Ayrıca sınıf mücadelesinin şiddetlenmesi döneminde “Devrimimizde Proletaryanın Görevleri” kitapçığı, partinin taktik ve strateji konularına atfedilmiştir. Bu kitapçık, o dönemde gerçekleşen Şubat Devrimi’nin sınıfsal karakterini ortaya koymakta, Bolşeviklerin istikrarsız ve değişken olan çeşitli güçler karşısındaki konumunu açıkça ortaya koymaktadır.
Büyük Ekim Devrimi’nin bu eserde ortaya konan on ilkesi, bir asır sonra bile politik durumla ilgili olarak ileri görüşlüğü, sadeliği, düşünce açıklığı ve ikna gücüyle hayrete düşürüyor. Bu on ilke, Bolşevik Parti’ye ve Rusya proletaryasına burjuva devriminin sosyalist devrime geçişi için bir mücadele planı verdi.
Komünist Parti’nin inşası ve taktikleriyle ilgilenenler, Stalin tarafından onaylanan ve 1938’de yayınlanan “Sovyetler Birliği Komünist Partisi’nin (Bolşevikler) Tarihi: Kısa Öğreti” ders kitabına kesinlikle bakmalıdır. Kitabın ikinci bölümünde marksistlerin parti kurma konusundaki tutumunun kısa bir özeti yer alıyor, diğer bölümlerde Marksizmden sapma ve revizyonun özü ve tehlikesi ortaya konarken tarihsel ve diyalektik materyalizmin ilkeleri ele alınıyor, Marksizm-Leninizmin temelleri aktarılıyor.
Son
Bu çalışmaların incelenmesi, Marksist kuramın daha derin ve daha ciddi bir şekilde incelenmesini sağlayacaktır. Bu kitaplardan elde edilen temel bilgiler, Marx ve Lenin’in çok yönlü öğretilerine özünü eğilmemizi ve doğru anlamamızı sağlayacaktır.

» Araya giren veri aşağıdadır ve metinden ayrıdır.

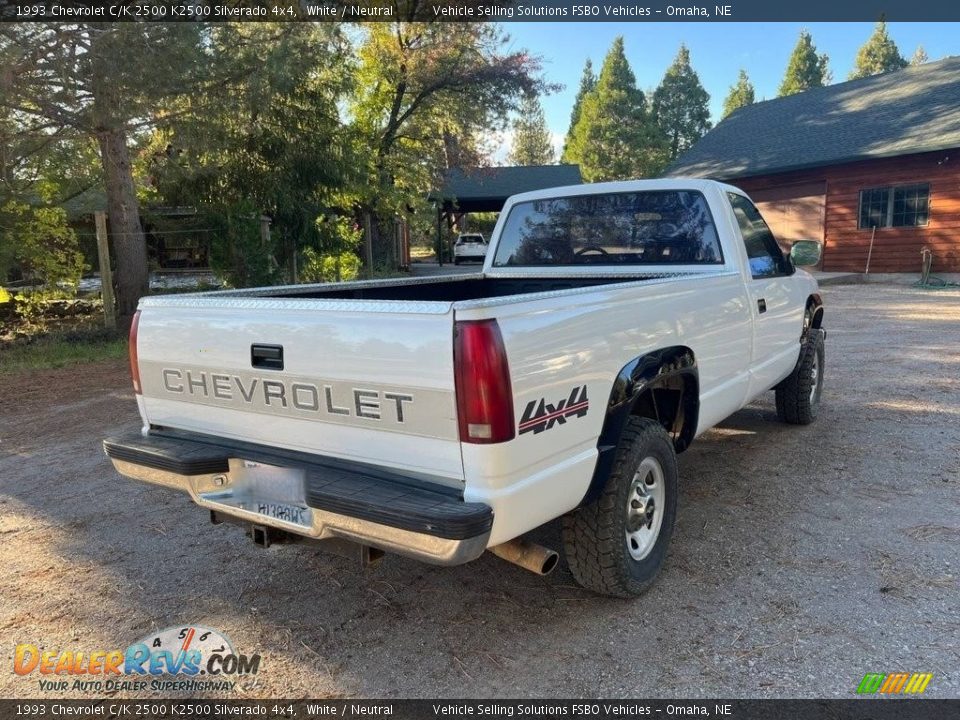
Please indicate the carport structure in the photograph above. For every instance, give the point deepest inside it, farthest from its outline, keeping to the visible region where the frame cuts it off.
(486, 189)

Ancak Marksizm kuramının incelenmesi pratikten ayrılamaz. Pratik, teori olmadan kör olduğu kadar, teori de pratik olmadan ölüdür. Bu bozulan birliğin yeniden kurulması modern Marksistlerin önceliklerinden biridir ve bu görev kişisel olarak Marsizme merak salan birinin omuzlarına yüklenebilecek bir ağırlık değildir.

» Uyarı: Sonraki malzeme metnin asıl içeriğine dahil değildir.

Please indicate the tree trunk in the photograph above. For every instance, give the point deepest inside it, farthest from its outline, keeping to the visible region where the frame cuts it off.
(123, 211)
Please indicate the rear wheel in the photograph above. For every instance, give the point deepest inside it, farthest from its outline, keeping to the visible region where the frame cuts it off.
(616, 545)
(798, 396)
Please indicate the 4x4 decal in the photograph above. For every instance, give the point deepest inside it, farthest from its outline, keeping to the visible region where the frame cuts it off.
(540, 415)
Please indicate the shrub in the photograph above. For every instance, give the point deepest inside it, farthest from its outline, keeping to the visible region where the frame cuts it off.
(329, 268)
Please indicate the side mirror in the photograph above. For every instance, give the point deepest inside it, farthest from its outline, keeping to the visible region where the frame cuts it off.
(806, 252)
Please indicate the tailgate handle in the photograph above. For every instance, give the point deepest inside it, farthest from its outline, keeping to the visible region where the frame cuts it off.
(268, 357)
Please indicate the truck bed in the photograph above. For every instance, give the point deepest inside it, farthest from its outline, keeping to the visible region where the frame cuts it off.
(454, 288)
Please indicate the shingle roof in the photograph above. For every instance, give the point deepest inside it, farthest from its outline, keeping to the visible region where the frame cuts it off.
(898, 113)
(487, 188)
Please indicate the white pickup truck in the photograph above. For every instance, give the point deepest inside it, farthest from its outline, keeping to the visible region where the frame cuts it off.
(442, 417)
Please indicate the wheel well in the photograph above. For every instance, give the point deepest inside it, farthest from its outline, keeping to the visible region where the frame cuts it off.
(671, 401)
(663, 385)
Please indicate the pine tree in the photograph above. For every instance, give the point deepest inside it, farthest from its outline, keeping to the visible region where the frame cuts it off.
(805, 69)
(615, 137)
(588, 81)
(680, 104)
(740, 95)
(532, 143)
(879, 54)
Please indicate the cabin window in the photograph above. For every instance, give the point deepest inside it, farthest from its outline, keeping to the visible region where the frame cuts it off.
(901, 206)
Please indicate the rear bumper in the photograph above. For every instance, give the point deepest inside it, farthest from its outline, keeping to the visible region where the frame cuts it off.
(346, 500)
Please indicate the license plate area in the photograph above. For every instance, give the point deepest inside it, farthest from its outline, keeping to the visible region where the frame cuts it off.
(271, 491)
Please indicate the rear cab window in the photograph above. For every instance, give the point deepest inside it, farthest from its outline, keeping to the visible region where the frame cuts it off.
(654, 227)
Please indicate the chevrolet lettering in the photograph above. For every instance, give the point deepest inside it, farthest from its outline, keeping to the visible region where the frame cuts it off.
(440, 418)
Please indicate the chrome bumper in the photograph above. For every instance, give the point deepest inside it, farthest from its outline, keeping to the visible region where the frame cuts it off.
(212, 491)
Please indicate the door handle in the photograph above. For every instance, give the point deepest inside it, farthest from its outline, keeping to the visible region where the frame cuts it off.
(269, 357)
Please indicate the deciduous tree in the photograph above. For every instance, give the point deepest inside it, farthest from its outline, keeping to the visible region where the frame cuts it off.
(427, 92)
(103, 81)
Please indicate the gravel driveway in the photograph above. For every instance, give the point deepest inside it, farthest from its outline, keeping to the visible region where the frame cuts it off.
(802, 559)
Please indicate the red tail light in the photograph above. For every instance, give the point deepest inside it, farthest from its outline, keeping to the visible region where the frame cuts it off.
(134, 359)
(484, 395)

Marksizm üzerine eserler içeren kitapları okumak pratik bir sonuç veremez. Hayat, bu bilgiyi diğer insanlara aktarmayı, cehalet ve önyargı prangalarını kırmalarına yardımcı olmayı gerektirir.

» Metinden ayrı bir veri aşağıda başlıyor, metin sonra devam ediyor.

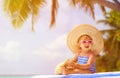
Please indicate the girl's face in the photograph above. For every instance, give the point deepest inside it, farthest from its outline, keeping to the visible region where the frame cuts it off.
(85, 42)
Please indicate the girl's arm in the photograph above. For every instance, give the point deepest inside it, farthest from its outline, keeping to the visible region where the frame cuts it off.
(91, 60)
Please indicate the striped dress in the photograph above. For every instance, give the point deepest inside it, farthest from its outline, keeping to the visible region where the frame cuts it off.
(83, 60)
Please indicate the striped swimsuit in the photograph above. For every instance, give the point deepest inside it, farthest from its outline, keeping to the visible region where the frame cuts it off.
(83, 60)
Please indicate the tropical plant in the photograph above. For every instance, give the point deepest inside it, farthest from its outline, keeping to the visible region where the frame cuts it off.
(19, 10)
(110, 61)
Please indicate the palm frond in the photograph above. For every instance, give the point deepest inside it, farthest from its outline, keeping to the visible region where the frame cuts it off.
(18, 10)
(53, 12)
(35, 6)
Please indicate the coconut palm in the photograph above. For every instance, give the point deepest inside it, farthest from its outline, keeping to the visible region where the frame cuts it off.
(19, 10)
(111, 60)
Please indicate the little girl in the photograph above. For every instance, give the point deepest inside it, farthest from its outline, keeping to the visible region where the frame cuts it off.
(85, 41)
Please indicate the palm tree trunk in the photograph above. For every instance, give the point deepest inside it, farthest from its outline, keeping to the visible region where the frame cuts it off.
(112, 5)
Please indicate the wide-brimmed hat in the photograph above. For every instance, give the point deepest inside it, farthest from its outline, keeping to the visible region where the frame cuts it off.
(95, 34)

Bu ancak Marksizm-Leninizm’de sağlam bir konum alan insanların örgütlenmesiyle mümkündür. Uygulama, bize, dünya devrimci hareketinin zengin deneyiminden ders çıkarmanın ve modern kapitalizm koşullarında işçilerin kurtuluşu için etkili ve doğru bir eylem programı formüle etmenin tek yolunun bu olduğunu göstermektedir.
Bu eserlerin anlamını, Marx’ın öğretisinin mantığını ve özünü gerçekten anlayan kişi, böyle bir örgütlenme yaratmak da o kişinin tarihe karşı görevidir.